Irrigation agricole : un savoir-faire technique et… politique

Un tel travail de réflexion impliquera notamment de se pencher sur la question complexe du modèle de gestion de l’eau au sein du monde agricole et notamment sur l’expérience et les pratiques des Associations syndicales autorisées (ASA) en charge de l’irrigation collective. Non seulement pour en simplifier le paysage mais aussi pour en tirer expériences et enseignements.

On dénombre une vingtaine de ces structures dans le Puy-de-Dôme. 

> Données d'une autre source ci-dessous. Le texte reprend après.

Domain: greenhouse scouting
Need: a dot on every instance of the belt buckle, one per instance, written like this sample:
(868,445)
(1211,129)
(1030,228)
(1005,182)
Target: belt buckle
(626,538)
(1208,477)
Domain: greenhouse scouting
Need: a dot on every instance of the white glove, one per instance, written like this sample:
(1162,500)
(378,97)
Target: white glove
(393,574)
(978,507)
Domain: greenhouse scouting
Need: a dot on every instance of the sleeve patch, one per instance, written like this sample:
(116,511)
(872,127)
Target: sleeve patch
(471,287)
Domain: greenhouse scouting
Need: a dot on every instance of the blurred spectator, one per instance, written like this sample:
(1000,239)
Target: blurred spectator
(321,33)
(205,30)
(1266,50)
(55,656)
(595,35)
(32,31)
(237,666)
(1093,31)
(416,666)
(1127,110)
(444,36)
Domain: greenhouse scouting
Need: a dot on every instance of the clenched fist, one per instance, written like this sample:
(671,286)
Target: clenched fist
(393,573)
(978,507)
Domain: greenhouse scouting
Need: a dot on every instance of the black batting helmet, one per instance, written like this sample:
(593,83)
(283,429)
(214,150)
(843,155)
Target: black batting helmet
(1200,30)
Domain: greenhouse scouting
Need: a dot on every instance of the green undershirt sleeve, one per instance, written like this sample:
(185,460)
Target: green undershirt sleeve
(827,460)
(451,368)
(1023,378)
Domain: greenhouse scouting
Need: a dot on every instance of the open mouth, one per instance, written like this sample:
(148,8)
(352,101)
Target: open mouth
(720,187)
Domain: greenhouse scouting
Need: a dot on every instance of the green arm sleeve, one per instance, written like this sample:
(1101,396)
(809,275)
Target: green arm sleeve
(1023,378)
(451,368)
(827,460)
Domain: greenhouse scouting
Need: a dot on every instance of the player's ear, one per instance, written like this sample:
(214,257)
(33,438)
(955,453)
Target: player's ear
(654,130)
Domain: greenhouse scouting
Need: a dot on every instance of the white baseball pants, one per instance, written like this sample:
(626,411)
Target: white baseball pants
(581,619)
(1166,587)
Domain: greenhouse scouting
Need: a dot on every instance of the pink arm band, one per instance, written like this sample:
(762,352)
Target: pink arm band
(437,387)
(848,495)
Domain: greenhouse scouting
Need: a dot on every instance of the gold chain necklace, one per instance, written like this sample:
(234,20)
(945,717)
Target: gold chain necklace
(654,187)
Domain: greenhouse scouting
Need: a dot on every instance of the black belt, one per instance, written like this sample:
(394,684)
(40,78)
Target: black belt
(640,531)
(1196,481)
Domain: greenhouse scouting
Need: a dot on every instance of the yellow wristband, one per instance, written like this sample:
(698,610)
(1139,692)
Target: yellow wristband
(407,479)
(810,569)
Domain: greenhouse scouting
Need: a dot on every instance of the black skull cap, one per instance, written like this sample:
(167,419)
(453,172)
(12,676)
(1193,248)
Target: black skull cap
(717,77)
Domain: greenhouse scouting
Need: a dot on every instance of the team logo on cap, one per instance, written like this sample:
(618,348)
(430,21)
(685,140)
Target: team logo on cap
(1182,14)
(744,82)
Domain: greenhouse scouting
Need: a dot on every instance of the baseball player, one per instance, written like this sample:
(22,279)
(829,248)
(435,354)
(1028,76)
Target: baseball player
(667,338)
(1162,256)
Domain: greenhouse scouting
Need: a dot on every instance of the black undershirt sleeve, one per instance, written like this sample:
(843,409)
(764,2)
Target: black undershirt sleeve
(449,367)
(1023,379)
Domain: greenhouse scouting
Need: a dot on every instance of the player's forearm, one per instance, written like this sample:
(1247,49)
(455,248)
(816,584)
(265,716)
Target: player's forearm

Les ASA dans le Puy-de-Dôme

Elles comptabilisent 64% des débits autorisés, chaque point de prélèvement pouvant capter 20 000 m³, soit un total de près de 80% des consommations départementales par irrigation collective. Le reste des débits est attribué à des irrigants individuels, soit plusieurs centaines de points de prélèvement (405) pour 13 500 hectares irrigués. Au total, ce sont 3% de la Surface Agricole Utile (SAU) du Puy-de-Dôme pour près de 730 exploitants. 90% de ces surfaces irriguées sont consacrées aux céréales et aux cultures industrielles. 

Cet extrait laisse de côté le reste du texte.